A depiction of "doctrinaire departmentalism", as seen by John Q. Stewart (1954), the view that, owing to hydraism, universities are divided into their own distinct "departments", each with their own "doctrines", which do NOT mix with the doctrines of other departments.
In terminology, doctrinaire departmentalism (TR:7) is a type of anti-interdepartmentalism (or anti-interdisciplinarity), according to which “doctrines” of each respective divided department—divided in the Herrick Humpty Dumpty (1930) sense and or C.P. Snow two cultures (1959) sense—prevent students from receiving a unified “one nature” big picture educational view of things.

Stewart | Princeton social physics
In 1950s, John Q. Stewart coined the term "doctrinaire departmentalism", when he attempted to bridge the gap between the physics department and the social sciences departments at Princeton (see: Princeton Department of Social Physics); some statements of this are as follows:

Doctrinaire departmentalism has blinded the universities to the spectacular possibilities of adapting the successful methods of physics in the lagging social field. We have at Princeton a young social physics project, with the cooperation of the Department of Astronomy, which supplies office facilities, and with …”
John Q. Stewart (1951), “The New Discipline of Social Physics Examines Instances of Free Competition” [1]

“[Stewart] has irritated the social scientists further by criticizing them for immaturity, lack of imagination and ‘doctrinaire departmentalism’. Overspecialization, he feels, is choking modern scholarship and limiting man’s communication with his fellows.”
— Staff (1954), “Article” [2]


Human thermodynamics | ABET problem
In engineering education, professors are only allowed to teach subject matter that is ABET-certified, i.e. educational material that will enable a student to be American Board of Engineering and Technology certified; teaching engineering students subject matter outside of ABET-proper educational material is frowned upon, and may often result dismissal of the professor.

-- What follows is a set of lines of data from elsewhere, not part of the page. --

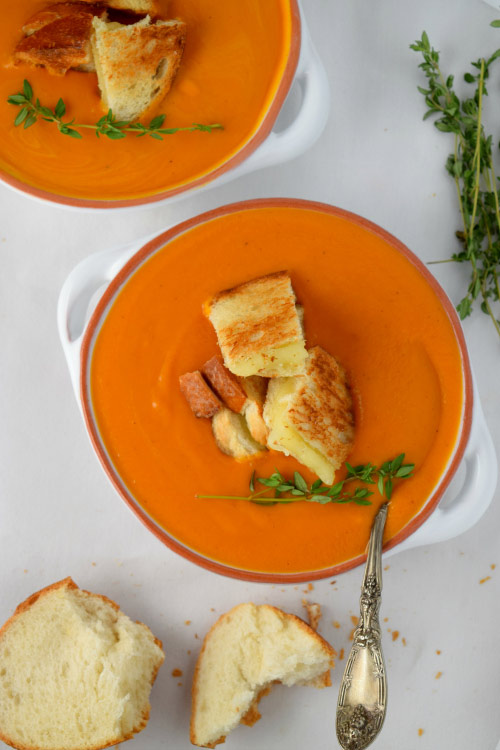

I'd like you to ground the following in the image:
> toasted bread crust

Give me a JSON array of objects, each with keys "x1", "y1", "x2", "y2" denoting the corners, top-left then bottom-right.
[
  {"x1": 92, "y1": 16, "x2": 186, "y2": 120},
  {"x1": 179, "y1": 370, "x2": 222, "y2": 419},
  {"x1": 288, "y1": 346, "x2": 354, "y2": 468},
  {"x1": 0, "y1": 576, "x2": 163, "y2": 750},
  {"x1": 23, "y1": 0, "x2": 106, "y2": 35},
  {"x1": 209, "y1": 271, "x2": 302, "y2": 366},
  {"x1": 14, "y1": 8, "x2": 104, "y2": 75}
]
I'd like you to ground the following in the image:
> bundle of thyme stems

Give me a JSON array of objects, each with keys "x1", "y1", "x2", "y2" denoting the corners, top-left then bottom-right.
[
  {"x1": 7, "y1": 80, "x2": 223, "y2": 141},
  {"x1": 196, "y1": 453, "x2": 415, "y2": 505},
  {"x1": 410, "y1": 28, "x2": 500, "y2": 336}
]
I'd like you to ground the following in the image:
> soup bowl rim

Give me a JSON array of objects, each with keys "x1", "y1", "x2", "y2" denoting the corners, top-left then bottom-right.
[
  {"x1": 79, "y1": 198, "x2": 474, "y2": 583},
  {"x1": 0, "y1": 0, "x2": 304, "y2": 210}
]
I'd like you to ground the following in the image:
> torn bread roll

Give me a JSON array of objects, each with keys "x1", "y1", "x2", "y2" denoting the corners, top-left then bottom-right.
[
  {"x1": 0, "y1": 578, "x2": 164, "y2": 750},
  {"x1": 191, "y1": 603, "x2": 334, "y2": 748}
]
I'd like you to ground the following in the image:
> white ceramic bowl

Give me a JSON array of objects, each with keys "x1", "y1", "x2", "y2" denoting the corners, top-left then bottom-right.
[
  {"x1": 0, "y1": 0, "x2": 330, "y2": 211},
  {"x1": 58, "y1": 200, "x2": 497, "y2": 582}
]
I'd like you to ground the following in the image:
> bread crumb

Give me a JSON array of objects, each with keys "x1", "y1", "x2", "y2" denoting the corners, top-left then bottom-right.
[{"x1": 302, "y1": 599, "x2": 322, "y2": 630}]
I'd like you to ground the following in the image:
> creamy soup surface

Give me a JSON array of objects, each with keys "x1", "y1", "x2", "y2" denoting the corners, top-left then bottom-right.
[
  {"x1": 90, "y1": 206, "x2": 464, "y2": 573},
  {"x1": 0, "y1": 0, "x2": 292, "y2": 200}
]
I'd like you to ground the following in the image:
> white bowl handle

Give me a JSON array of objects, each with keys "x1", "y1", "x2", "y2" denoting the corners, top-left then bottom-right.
[
  {"x1": 225, "y1": 6, "x2": 330, "y2": 184},
  {"x1": 57, "y1": 241, "x2": 155, "y2": 405},
  {"x1": 386, "y1": 382, "x2": 498, "y2": 556}
]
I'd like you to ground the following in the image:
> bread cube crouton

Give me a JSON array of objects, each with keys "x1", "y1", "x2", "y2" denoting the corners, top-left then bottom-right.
[
  {"x1": 240, "y1": 375, "x2": 269, "y2": 445},
  {"x1": 92, "y1": 16, "x2": 186, "y2": 120},
  {"x1": 201, "y1": 355, "x2": 247, "y2": 414},
  {"x1": 264, "y1": 346, "x2": 354, "y2": 484},
  {"x1": 179, "y1": 370, "x2": 222, "y2": 419},
  {"x1": 208, "y1": 271, "x2": 307, "y2": 378},
  {"x1": 212, "y1": 407, "x2": 267, "y2": 461}
]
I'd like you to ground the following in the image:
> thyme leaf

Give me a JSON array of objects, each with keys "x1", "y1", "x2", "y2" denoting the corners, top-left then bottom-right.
[
  {"x1": 410, "y1": 26, "x2": 500, "y2": 336},
  {"x1": 7, "y1": 80, "x2": 224, "y2": 141},
  {"x1": 196, "y1": 453, "x2": 415, "y2": 505}
]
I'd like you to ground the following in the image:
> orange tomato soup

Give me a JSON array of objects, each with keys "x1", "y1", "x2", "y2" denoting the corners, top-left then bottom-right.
[
  {"x1": 90, "y1": 205, "x2": 464, "y2": 573},
  {"x1": 0, "y1": 0, "x2": 296, "y2": 200}
]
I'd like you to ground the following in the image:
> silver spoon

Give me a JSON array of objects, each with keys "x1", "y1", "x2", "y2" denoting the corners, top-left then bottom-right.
[{"x1": 337, "y1": 503, "x2": 387, "y2": 750}]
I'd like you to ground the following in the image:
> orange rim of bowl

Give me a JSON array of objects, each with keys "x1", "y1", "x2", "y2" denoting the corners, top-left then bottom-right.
[
  {"x1": 80, "y1": 198, "x2": 473, "y2": 584},
  {"x1": 0, "y1": 0, "x2": 301, "y2": 209}
]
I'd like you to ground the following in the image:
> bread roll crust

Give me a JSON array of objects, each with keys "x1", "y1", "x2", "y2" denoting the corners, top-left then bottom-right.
[
  {"x1": 190, "y1": 603, "x2": 335, "y2": 748},
  {"x1": 0, "y1": 577, "x2": 164, "y2": 750}
]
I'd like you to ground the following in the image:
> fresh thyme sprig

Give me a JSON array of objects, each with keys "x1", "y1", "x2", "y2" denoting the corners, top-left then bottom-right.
[
  {"x1": 7, "y1": 80, "x2": 224, "y2": 141},
  {"x1": 196, "y1": 453, "x2": 415, "y2": 505},
  {"x1": 410, "y1": 28, "x2": 500, "y2": 335}
]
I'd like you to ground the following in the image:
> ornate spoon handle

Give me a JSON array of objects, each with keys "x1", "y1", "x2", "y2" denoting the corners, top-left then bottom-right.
[{"x1": 337, "y1": 503, "x2": 387, "y2": 750}]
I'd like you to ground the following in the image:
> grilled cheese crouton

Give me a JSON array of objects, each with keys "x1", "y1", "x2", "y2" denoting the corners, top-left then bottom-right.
[
  {"x1": 191, "y1": 603, "x2": 334, "y2": 748},
  {"x1": 208, "y1": 271, "x2": 307, "y2": 378},
  {"x1": 212, "y1": 407, "x2": 267, "y2": 461},
  {"x1": 179, "y1": 370, "x2": 222, "y2": 419},
  {"x1": 92, "y1": 16, "x2": 186, "y2": 120},
  {"x1": 264, "y1": 346, "x2": 354, "y2": 484},
  {"x1": 23, "y1": 0, "x2": 106, "y2": 36},
  {"x1": 14, "y1": 2, "x2": 106, "y2": 75},
  {"x1": 0, "y1": 578, "x2": 164, "y2": 750}
]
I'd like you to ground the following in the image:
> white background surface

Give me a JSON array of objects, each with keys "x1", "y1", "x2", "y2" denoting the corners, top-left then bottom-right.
[{"x1": 0, "y1": 0, "x2": 500, "y2": 750}]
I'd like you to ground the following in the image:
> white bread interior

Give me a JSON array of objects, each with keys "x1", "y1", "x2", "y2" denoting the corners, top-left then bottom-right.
[
  {"x1": 191, "y1": 603, "x2": 334, "y2": 747},
  {"x1": 264, "y1": 346, "x2": 354, "y2": 484},
  {"x1": 212, "y1": 407, "x2": 267, "y2": 461},
  {"x1": 240, "y1": 375, "x2": 269, "y2": 445},
  {"x1": 92, "y1": 16, "x2": 186, "y2": 120},
  {"x1": 0, "y1": 578, "x2": 164, "y2": 750}
]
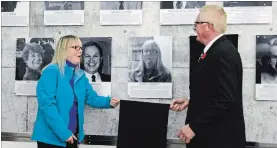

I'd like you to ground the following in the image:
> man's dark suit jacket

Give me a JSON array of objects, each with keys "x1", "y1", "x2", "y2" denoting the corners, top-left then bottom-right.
[{"x1": 186, "y1": 36, "x2": 246, "y2": 148}]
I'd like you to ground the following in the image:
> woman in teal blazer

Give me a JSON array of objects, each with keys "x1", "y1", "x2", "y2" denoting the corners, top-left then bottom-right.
[{"x1": 31, "y1": 35, "x2": 119, "y2": 148}]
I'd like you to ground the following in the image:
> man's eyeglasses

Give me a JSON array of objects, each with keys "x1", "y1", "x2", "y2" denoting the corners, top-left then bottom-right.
[
  {"x1": 70, "y1": 46, "x2": 83, "y2": 51},
  {"x1": 193, "y1": 21, "x2": 211, "y2": 31}
]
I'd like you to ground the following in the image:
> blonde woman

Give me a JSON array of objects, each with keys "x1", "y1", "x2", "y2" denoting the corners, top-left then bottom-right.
[
  {"x1": 32, "y1": 35, "x2": 119, "y2": 148},
  {"x1": 130, "y1": 40, "x2": 171, "y2": 82}
]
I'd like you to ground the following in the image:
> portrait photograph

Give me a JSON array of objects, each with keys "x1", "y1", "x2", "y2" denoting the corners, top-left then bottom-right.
[
  {"x1": 1, "y1": 1, "x2": 18, "y2": 12},
  {"x1": 256, "y1": 35, "x2": 277, "y2": 84},
  {"x1": 161, "y1": 1, "x2": 206, "y2": 9},
  {"x1": 44, "y1": 1, "x2": 84, "y2": 10},
  {"x1": 223, "y1": 1, "x2": 272, "y2": 7},
  {"x1": 128, "y1": 36, "x2": 172, "y2": 83},
  {"x1": 100, "y1": 1, "x2": 142, "y2": 10},
  {"x1": 15, "y1": 38, "x2": 55, "y2": 81},
  {"x1": 1, "y1": 1, "x2": 30, "y2": 26},
  {"x1": 80, "y1": 37, "x2": 112, "y2": 83}
]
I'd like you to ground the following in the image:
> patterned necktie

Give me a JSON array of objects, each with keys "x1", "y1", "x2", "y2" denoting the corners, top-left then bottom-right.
[
  {"x1": 91, "y1": 75, "x2": 95, "y2": 82},
  {"x1": 176, "y1": 1, "x2": 183, "y2": 9},
  {"x1": 119, "y1": 1, "x2": 124, "y2": 10}
]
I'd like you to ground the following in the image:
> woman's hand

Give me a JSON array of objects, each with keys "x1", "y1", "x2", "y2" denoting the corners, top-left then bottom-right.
[
  {"x1": 66, "y1": 134, "x2": 77, "y2": 144},
  {"x1": 110, "y1": 98, "x2": 120, "y2": 108}
]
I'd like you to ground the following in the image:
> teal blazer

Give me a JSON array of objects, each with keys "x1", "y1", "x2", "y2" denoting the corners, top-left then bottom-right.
[{"x1": 31, "y1": 64, "x2": 111, "y2": 147}]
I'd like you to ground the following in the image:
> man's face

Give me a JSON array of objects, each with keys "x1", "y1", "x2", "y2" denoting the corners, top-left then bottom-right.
[
  {"x1": 270, "y1": 45, "x2": 277, "y2": 70},
  {"x1": 194, "y1": 14, "x2": 209, "y2": 44},
  {"x1": 84, "y1": 46, "x2": 102, "y2": 74}
]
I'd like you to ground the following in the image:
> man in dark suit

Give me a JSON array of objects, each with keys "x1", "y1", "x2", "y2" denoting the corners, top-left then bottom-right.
[{"x1": 170, "y1": 5, "x2": 246, "y2": 148}]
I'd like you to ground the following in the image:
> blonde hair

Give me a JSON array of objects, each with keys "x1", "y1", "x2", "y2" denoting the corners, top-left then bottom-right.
[
  {"x1": 199, "y1": 5, "x2": 227, "y2": 33},
  {"x1": 51, "y1": 35, "x2": 81, "y2": 75},
  {"x1": 132, "y1": 40, "x2": 168, "y2": 81}
]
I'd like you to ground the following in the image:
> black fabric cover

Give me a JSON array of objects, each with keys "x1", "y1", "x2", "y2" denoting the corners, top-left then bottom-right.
[{"x1": 117, "y1": 100, "x2": 169, "y2": 148}]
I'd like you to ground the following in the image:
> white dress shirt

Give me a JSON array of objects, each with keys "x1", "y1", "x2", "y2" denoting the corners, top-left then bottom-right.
[
  {"x1": 173, "y1": 1, "x2": 187, "y2": 9},
  {"x1": 85, "y1": 72, "x2": 102, "y2": 83},
  {"x1": 204, "y1": 34, "x2": 223, "y2": 54}
]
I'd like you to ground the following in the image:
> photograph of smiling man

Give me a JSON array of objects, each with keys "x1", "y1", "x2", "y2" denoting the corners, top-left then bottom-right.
[
  {"x1": 128, "y1": 36, "x2": 172, "y2": 98},
  {"x1": 15, "y1": 38, "x2": 55, "y2": 95},
  {"x1": 80, "y1": 37, "x2": 112, "y2": 95}
]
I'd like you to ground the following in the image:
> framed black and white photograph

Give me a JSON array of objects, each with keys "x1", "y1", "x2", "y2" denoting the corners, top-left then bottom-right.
[
  {"x1": 256, "y1": 35, "x2": 277, "y2": 100},
  {"x1": 160, "y1": 1, "x2": 206, "y2": 25},
  {"x1": 44, "y1": 1, "x2": 85, "y2": 25},
  {"x1": 100, "y1": 1, "x2": 142, "y2": 10},
  {"x1": 1, "y1": 1, "x2": 30, "y2": 26},
  {"x1": 223, "y1": 1, "x2": 272, "y2": 24},
  {"x1": 44, "y1": 1, "x2": 84, "y2": 10},
  {"x1": 80, "y1": 37, "x2": 112, "y2": 95},
  {"x1": 15, "y1": 38, "x2": 55, "y2": 95},
  {"x1": 223, "y1": 1, "x2": 272, "y2": 7},
  {"x1": 161, "y1": 1, "x2": 206, "y2": 9},
  {"x1": 100, "y1": 1, "x2": 143, "y2": 25},
  {"x1": 128, "y1": 36, "x2": 172, "y2": 98}
]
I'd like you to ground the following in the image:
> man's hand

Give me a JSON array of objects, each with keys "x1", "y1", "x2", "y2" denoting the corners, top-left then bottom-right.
[
  {"x1": 66, "y1": 134, "x2": 77, "y2": 144},
  {"x1": 178, "y1": 124, "x2": 195, "y2": 143},
  {"x1": 170, "y1": 98, "x2": 189, "y2": 112},
  {"x1": 110, "y1": 98, "x2": 120, "y2": 108}
]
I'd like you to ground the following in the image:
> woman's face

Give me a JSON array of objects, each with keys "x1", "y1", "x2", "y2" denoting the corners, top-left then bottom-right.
[
  {"x1": 66, "y1": 40, "x2": 83, "y2": 65},
  {"x1": 26, "y1": 50, "x2": 42, "y2": 70},
  {"x1": 84, "y1": 46, "x2": 102, "y2": 74},
  {"x1": 270, "y1": 46, "x2": 277, "y2": 69},
  {"x1": 143, "y1": 49, "x2": 158, "y2": 69}
]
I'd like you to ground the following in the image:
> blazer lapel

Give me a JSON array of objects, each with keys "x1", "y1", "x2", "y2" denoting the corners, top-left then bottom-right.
[{"x1": 196, "y1": 35, "x2": 227, "y2": 64}]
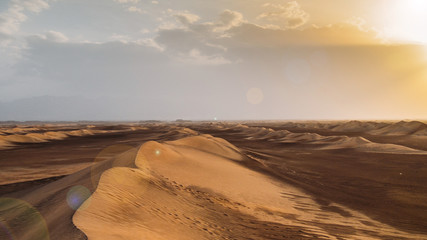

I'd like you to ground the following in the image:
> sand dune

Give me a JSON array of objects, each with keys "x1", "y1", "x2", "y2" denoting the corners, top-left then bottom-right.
[
  {"x1": 369, "y1": 121, "x2": 427, "y2": 135},
  {"x1": 69, "y1": 135, "x2": 424, "y2": 240},
  {"x1": 0, "y1": 122, "x2": 427, "y2": 240},
  {"x1": 0, "y1": 126, "x2": 147, "y2": 150},
  {"x1": 222, "y1": 124, "x2": 427, "y2": 155}
]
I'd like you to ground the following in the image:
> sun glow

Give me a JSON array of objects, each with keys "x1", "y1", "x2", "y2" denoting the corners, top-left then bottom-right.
[{"x1": 381, "y1": 0, "x2": 427, "y2": 44}]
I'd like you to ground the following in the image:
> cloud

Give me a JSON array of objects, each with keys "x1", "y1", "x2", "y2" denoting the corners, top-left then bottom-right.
[
  {"x1": 214, "y1": 9, "x2": 244, "y2": 31},
  {"x1": 177, "y1": 49, "x2": 231, "y2": 66},
  {"x1": 174, "y1": 12, "x2": 200, "y2": 26},
  {"x1": 0, "y1": 0, "x2": 49, "y2": 35},
  {"x1": 127, "y1": 6, "x2": 147, "y2": 14},
  {"x1": 45, "y1": 31, "x2": 68, "y2": 42},
  {"x1": 114, "y1": 0, "x2": 139, "y2": 3},
  {"x1": 154, "y1": 8, "x2": 382, "y2": 65},
  {"x1": 257, "y1": 1, "x2": 310, "y2": 29}
]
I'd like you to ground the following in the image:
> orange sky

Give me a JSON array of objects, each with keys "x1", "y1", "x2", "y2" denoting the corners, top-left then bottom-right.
[{"x1": 0, "y1": 0, "x2": 427, "y2": 120}]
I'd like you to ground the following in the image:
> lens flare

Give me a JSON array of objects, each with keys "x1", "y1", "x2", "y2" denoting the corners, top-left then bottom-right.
[{"x1": 246, "y1": 88, "x2": 264, "y2": 105}]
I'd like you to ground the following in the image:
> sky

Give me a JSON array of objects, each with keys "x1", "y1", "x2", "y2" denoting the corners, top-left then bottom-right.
[{"x1": 0, "y1": 0, "x2": 427, "y2": 121}]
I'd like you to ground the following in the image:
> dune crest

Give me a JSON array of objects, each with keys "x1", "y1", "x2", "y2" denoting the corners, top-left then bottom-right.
[{"x1": 73, "y1": 135, "x2": 422, "y2": 240}]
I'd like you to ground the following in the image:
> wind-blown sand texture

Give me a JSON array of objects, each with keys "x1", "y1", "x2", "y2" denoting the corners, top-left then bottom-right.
[{"x1": 0, "y1": 122, "x2": 427, "y2": 240}]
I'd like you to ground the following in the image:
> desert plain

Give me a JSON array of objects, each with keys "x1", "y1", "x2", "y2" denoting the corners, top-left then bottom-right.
[{"x1": 0, "y1": 121, "x2": 427, "y2": 240}]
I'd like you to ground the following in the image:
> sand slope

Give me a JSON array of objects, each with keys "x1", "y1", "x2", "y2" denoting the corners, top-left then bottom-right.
[{"x1": 73, "y1": 135, "x2": 425, "y2": 240}]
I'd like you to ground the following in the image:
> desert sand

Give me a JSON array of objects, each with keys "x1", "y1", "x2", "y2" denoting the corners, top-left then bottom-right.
[{"x1": 0, "y1": 121, "x2": 427, "y2": 240}]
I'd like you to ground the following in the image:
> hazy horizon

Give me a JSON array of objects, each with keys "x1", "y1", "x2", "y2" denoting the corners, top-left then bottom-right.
[{"x1": 0, "y1": 0, "x2": 427, "y2": 121}]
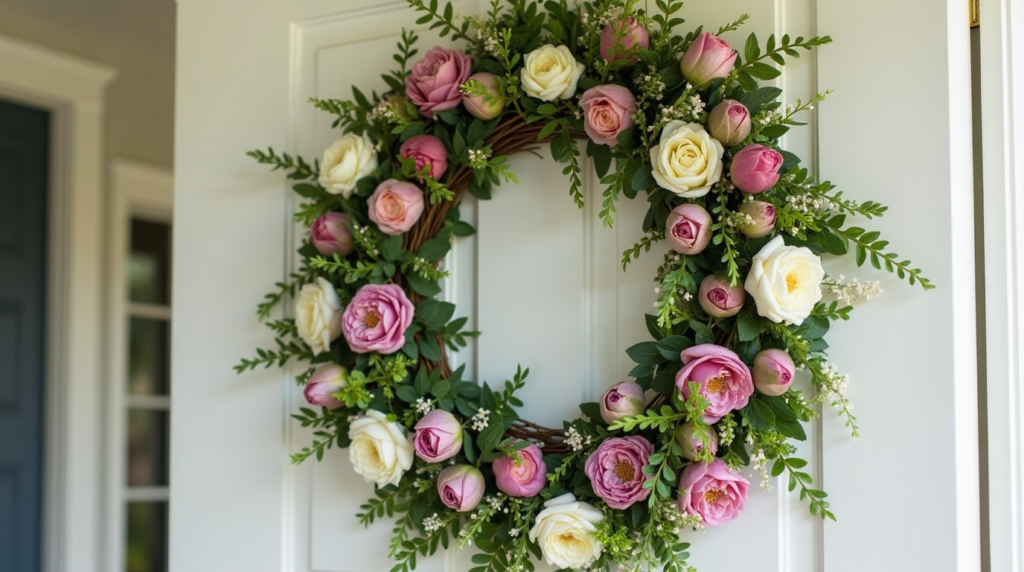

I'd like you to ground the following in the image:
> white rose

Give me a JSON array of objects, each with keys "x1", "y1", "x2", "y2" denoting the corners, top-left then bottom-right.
[
  {"x1": 529, "y1": 493, "x2": 603, "y2": 568},
  {"x1": 519, "y1": 44, "x2": 587, "y2": 101},
  {"x1": 319, "y1": 133, "x2": 377, "y2": 199},
  {"x1": 348, "y1": 409, "x2": 414, "y2": 487},
  {"x1": 743, "y1": 236, "x2": 825, "y2": 325},
  {"x1": 650, "y1": 120, "x2": 725, "y2": 199},
  {"x1": 295, "y1": 278, "x2": 341, "y2": 355}
]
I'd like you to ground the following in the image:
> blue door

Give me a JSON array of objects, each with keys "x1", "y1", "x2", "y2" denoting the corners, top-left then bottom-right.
[{"x1": 0, "y1": 101, "x2": 50, "y2": 572}]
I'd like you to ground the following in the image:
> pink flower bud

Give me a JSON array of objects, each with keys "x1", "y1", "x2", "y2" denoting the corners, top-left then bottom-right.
[
  {"x1": 676, "y1": 422, "x2": 718, "y2": 460},
  {"x1": 437, "y1": 465, "x2": 485, "y2": 513},
  {"x1": 309, "y1": 213, "x2": 352, "y2": 257},
  {"x1": 462, "y1": 72, "x2": 505, "y2": 121},
  {"x1": 729, "y1": 144, "x2": 782, "y2": 194},
  {"x1": 601, "y1": 16, "x2": 650, "y2": 63},
  {"x1": 665, "y1": 203, "x2": 711, "y2": 255},
  {"x1": 398, "y1": 135, "x2": 447, "y2": 182},
  {"x1": 413, "y1": 409, "x2": 462, "y2": 463},
  {"x1": 302, "y1": 363, "x2": 348, "y2": 409},
  {"x1": 697, "y1": 274, "x2": 746, "y2": 318},
  {"x1": 738, "y1": 201, "x2": 775, "y2": 238},
  {"x1": 752, "y1": 350, "x2": 797, "y2": 396},
  {"x1": 679, "y1": 32, "x2": 737, "y2": 89},
  {"x1": 600, "y1": 382, "x2": 646, "y2": 424},
  {"x1": 708, "y1": 99, "x2": 751, "y2": 146}
]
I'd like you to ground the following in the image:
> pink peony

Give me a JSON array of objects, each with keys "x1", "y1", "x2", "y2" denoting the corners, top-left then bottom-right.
[
  {"x1": 676, "y1": 344, "x2": 754, "y2": 424},
  {"x1": 490, "y1": 443, "x2": 548, "y2": 498},
  {"x1": 665, "y1": 203, "x2": 711, "y2": 255},
  {"x1": 580, "y1": 85, "x2": 637, "y2": 146},
  {"x1": 309, "y1": 213, "x2": 352, "y2": 257},
  {"x1": 406, "y1": 46, "x2": 470, "y2": 119},
  {"x1": 398, "y1": 135, "x2": 447, "y2": 182},
  {"x1": 584, "y1": 435, "x2": 654, "y2": 510},
  {"x1": 679, "y1": 458, "x2": 751, "y2": 526},
  {"x1": 729, "y1": 144, "x2": 782, "y2": 194},
  {"x1": 413, "y1": 409, "x2": 462, "y2": 463},
  {"x1": 679, "y1": 32, "x2": 737, "y2": 89},
  {"x1": 341, "y1": 284, "x2": 415, "y2": 354},
  {"x1": 367, "y1": 179, "x2": 424, "y2": 236}
]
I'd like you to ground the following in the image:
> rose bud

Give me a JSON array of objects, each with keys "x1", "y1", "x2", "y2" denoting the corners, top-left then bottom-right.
[
  {"x1": 697, "y1": 274, "x2": 746, "y2": 318},
  {"x1": 737, "y1": 201, "x2": 775, "y2": 238},
  {"x1": 398, "y1": 135, "x2": 447, "y2": 181},
  {"x1": 601, "y1": 382, "x2": 646, "y2": 424},
  {"x1": 437, "y1": 465, "x2": 485, "y2": 513},
  {"x1": 679, "y1": 32, "x2": 737, "y2": 89},
  {"x1": 665, "y1": 203, "x2": 711, "y2": 255},
  {"x1": 676, "y1": 422, "x2": 718, "y2": 460},
  {"x1": 601, "y1": 16, "x2": 650, "y2": 63},
  {"x1": 413, "y1": 409, "x2": 462, "y2": 463},
  {"x1": 462, "y1": 72, "x2": 505, "y2": 121},
  {"x1": 752, "y1": 350, "x2": 797, "y2": 396},
  {"x1": 309, "y1": 213, "x2": 352, "y2": 257},
  {"x1": 729, "y1": 144, "x2": 782, "y2": 194},
  {"x1": 302, "y1": 363, "x2": 348, "y2": 409},
  {"x1": 490, "y1": 443, "x2": 548, "y2": 498},
  {"x1": 708, "y1": 99, "x2": 751, "y2": 146}
]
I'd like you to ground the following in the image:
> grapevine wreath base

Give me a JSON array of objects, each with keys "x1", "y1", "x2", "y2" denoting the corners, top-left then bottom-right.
[{"x1": 237, "y1": 0, "x2": 933, "y2": 572}]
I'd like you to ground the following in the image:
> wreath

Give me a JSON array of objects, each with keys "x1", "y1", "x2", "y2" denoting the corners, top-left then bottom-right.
[{"x1": 237, "y1": 0, "x2": 933, "y2": 572}]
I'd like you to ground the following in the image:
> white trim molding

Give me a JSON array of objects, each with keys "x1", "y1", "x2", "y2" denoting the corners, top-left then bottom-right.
[{"x1": 0, "y1": 36, "x2": 117, "y2": 572}]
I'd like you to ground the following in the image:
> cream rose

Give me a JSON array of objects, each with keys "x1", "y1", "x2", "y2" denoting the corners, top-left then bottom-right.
[
  {"x1": 519, "y1": 44, "x2": 587, "y2": 101},
  {"x1": 295, "y1": 278, "x2": 341, "y2": 355},
  {"x1": 319, "y1": 133, "x2": 377, "y2": 199},
  {"x1": 529, "y1": 493, "x2": 603, "y2": 568},
  {"x1": 348, "y1": 409, "x2": 414, "y2": 487},
  {"x1": 650, "y1": 120, "x2": 725, "y2": 199},
  {"x1": 743, "y1": 236, "x2": 825, "y2": 325}
]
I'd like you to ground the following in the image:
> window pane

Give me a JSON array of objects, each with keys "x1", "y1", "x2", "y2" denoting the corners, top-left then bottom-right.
[
  {"x1": 128, "y1": 219, "x2": 171, "y2": 305},
  {"x1": 125, "y1": 502, "x2": 167, "y2": 572},
  {"x1": 127, "y1": 409, "x2": 169, "y2": 487},
  {"x1": 128, "y1": 318, "x2": 171, "y2": 395}
]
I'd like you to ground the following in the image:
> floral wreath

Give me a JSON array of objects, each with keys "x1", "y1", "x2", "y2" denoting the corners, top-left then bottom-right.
[{"x1": 237, "y1": 0, "x2": 933, "y2": 572}]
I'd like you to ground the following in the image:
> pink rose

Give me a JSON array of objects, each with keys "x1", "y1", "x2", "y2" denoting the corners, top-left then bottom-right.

In 2008, Indian-born American mechanical engineer Satish Boregowda, while a professor at Purdue University, found that his colleagues and his tenure reviewers were not in favor of his work in thermodynamics applied to the humanities, i.e. on the “human thermodynamics” of stress, being that it was not ABET (Accreditation Board for Engineering and Technology) certification relevant; as a result of which he left academia and went into industry. In this example, ABET focus is the "doctrine" of the engineering department, which is the "departmentalism", as Stewart would say, of the department of engineering. Teaching an engineering student something "outside" of the department doctrine, e.g. thermodynamics-based morality (Goethe), meaning (Name), or sense of purpose (Blum/Lindsay), etc., in short, is not allowed; the following is a recent attempt in this direction:

“I seek to revise engineering curricula to be relevant to a fuller range of student experiences and career destinations, integrating concerns related to public policy, professional ethics and social responsibility; de-centering Western civilization; and uncovering contributions of women and other underrepresented groups. 21st century engineering thermodynamics needs to focus on meeting five often-neglected ABET outcomes: ethics, communication, existence-long learning, social context, and contemporary issues.”
Donna Riley (2011), Engineering Thermodynamics and 21st Century Energy Problems


The following are related quotes:

“The history of ‘ideas’, particularly in respect to the great chain of being, is no subject for highly departmentalized minds; and it is pursued with some difficulty in an age of departmentalized minds.”
Arthur Lovejoy (1933), The Great Chain of Being (pg. 22)

See also
‚óŹ Herrick’s Humpty Dumpty

1. Stewart, John Q. (1951). “The New Discipline of Social Physics Examines Instances of Free Competition”, The Public Relations Journal (pgs. 5, 75-, 82-), 7.
2. Staff. (1955). “Research in Progress: Social Physics”, Princeton Alumni Weekly, 55:17.